You likely won't have to fiddle around with any of these values at all, but I just wanted to give a comprehensive understanding for you of:

  1. What the code is looking for in order to successfully export the model.
  2. Finding what its looking for in greater specificity (with the 'Whisper' example)
  3. Finding relevant code that provides an example with a diff architecture (albeit incorrect one.
  4. Finding the code that provides what you need forgpt_bigcode, since that's the architecture of th emodel we're using here for WizardCoder.
  5. Explaining the different classes/subclasses in that code & showing where they're defined so that it all makes sense and/or you know where to go to extract said code and make modifications if you feel they're necessary before exporting your model to onnx format.

Wishing You Luck - Let Me Know How This Goes

I don't have a WizardCoder model ready to be exported on my device right now, so I didn't run any of the relevant code. However, I'm imagining that if you insert the boilerplate given for this specific model's architecture within the scheme of your export script, then it should execute w/o issue. If there is one, I'd be curious to see what that is.

Feel free to reply to this comment if this doesn't work as I'd be interested in chasing this rabbit down until its caught since I will have to export this model to onnx format too in the not so distant future.

Wow, @FoobarProtocol I've never seen a reply as clear as this! You dazzled me.

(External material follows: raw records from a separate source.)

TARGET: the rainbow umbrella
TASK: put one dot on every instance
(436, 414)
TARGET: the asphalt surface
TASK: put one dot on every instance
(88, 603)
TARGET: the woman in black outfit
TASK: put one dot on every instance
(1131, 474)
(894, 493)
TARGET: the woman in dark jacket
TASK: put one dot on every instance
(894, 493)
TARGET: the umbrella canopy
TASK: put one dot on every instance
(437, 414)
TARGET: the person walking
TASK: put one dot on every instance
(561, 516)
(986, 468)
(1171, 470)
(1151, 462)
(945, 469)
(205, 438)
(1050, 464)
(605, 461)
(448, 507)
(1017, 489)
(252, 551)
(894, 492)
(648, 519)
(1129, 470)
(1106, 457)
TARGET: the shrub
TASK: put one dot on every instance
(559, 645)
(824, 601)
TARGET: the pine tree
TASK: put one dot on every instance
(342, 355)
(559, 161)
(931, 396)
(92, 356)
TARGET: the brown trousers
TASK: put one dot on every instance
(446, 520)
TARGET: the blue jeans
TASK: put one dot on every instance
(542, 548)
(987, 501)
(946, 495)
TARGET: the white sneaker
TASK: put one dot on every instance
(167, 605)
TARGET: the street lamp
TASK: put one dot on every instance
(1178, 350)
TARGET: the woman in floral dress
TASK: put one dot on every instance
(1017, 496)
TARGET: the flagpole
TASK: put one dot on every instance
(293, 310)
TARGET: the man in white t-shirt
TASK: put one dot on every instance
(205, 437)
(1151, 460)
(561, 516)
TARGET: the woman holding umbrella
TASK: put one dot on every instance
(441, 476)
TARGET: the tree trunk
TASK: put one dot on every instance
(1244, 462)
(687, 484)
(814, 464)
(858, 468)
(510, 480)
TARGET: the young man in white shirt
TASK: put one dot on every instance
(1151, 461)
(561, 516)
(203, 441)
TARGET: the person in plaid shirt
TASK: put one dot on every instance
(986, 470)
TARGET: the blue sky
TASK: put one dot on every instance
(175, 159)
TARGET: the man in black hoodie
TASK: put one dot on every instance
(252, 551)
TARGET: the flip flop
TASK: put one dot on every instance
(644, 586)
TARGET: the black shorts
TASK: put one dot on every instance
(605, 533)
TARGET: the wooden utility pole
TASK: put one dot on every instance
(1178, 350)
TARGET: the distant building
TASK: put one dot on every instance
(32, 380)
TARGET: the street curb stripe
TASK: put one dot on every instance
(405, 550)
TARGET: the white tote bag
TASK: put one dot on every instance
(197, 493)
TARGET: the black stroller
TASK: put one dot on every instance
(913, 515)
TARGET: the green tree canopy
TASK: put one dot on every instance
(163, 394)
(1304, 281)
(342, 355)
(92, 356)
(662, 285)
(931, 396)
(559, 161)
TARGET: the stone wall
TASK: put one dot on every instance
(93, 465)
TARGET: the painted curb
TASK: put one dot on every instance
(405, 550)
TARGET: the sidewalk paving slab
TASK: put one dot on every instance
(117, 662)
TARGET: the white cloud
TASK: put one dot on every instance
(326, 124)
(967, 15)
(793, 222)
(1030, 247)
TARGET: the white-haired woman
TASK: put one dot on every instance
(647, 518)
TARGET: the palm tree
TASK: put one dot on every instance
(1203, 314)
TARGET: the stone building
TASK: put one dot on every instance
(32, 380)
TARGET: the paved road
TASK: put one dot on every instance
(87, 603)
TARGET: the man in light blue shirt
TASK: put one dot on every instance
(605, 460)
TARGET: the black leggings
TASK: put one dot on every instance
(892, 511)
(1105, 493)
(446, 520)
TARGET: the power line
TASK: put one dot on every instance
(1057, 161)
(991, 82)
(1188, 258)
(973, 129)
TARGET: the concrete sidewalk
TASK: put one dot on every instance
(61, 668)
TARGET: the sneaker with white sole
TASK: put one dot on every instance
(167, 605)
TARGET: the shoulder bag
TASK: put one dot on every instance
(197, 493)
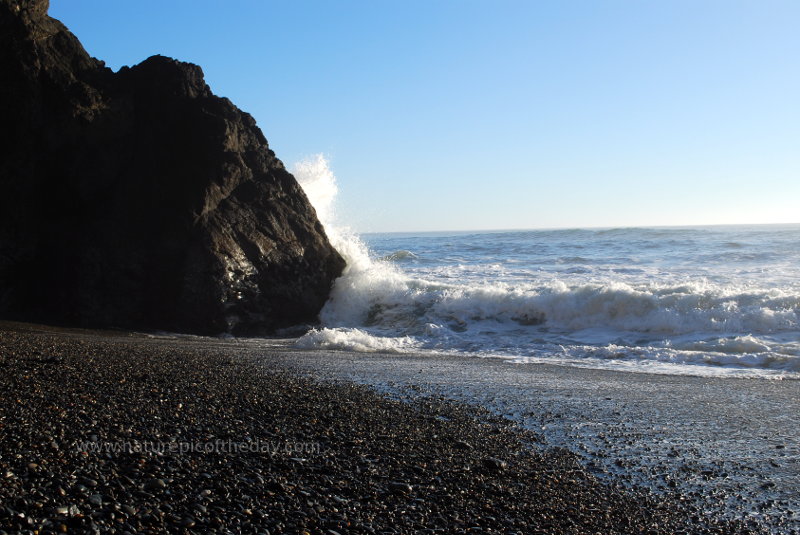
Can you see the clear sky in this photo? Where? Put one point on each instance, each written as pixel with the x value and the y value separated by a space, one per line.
pixel 464 114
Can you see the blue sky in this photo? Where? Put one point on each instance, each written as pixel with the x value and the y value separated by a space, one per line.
pixel 466 115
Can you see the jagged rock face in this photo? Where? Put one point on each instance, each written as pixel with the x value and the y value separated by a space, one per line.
pixel 138 199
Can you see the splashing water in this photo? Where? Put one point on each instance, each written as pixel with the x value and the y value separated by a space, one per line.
pixel 688 301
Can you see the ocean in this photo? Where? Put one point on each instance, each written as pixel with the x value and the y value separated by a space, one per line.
pixel 721 300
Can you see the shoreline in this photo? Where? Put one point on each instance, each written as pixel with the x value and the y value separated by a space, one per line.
pixel 368 463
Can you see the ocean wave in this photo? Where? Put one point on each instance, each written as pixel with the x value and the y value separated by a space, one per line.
pixel 481 298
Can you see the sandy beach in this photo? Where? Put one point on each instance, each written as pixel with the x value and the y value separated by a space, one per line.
pixel 145 433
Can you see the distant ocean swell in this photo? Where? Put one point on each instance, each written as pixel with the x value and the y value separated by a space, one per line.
pixel 527 297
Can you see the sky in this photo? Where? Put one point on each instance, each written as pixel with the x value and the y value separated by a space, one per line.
pixel 469 115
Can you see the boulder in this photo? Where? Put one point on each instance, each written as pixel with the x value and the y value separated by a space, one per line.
pixel 139 199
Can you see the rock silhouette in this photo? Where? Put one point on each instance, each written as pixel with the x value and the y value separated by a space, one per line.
pixel 139 199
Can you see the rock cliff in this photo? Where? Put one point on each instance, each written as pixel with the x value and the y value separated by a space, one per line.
pixel 139 199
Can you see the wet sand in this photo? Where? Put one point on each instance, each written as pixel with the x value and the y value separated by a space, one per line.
pixel 339 457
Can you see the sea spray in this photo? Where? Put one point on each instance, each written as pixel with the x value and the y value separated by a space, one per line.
pixel 659 300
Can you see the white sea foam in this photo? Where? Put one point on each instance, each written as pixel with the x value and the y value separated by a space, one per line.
pixel 527 296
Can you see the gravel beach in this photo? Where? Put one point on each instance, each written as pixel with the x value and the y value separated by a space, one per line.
pixel 107 432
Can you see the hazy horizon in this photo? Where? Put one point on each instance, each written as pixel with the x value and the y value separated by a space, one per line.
pixel 470 115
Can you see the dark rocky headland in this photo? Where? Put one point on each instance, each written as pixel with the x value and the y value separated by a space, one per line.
pixel 139 199
pixel 346 460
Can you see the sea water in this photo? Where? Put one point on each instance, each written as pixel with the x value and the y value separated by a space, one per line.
pixel 721 300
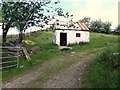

Hi @FoobarProtocol Thanks for your clear reply.
After reading your reply, i review the code. I can't found the function named GPTBigCodeOnnxConfig in model_configs.py. So i go to optimum github and found that the latest version is 1.11.1, but my optimum version is 1.10.1. Then i update optimum version.
I run below code to convert inference framework to ONNX:

from optimum.exporters.onnx import main_export
main_export(
    model_path,
    output=onnx_path,
    task="text-generation-with-past",
    framework="pt",
    trust_remote_code=True,
    no_post_process=True,
)

It prints so much messages. But finally it seem convert successfully as i can get the ONNX model file in the output path.
Then i want to use the model file follow the guide https://huggingface.co/docs/optimum/onnxruntime/usage_guides/models.

pipe = pipeline("question-answering", model=model, tokenizer=tokenizer, device_map="auto", framework="pt", config=generation_config)

It can use the model file, but it looks like to run the model on CPU not on GPU, and the inference speed is than the origin inference framework which running on GPU.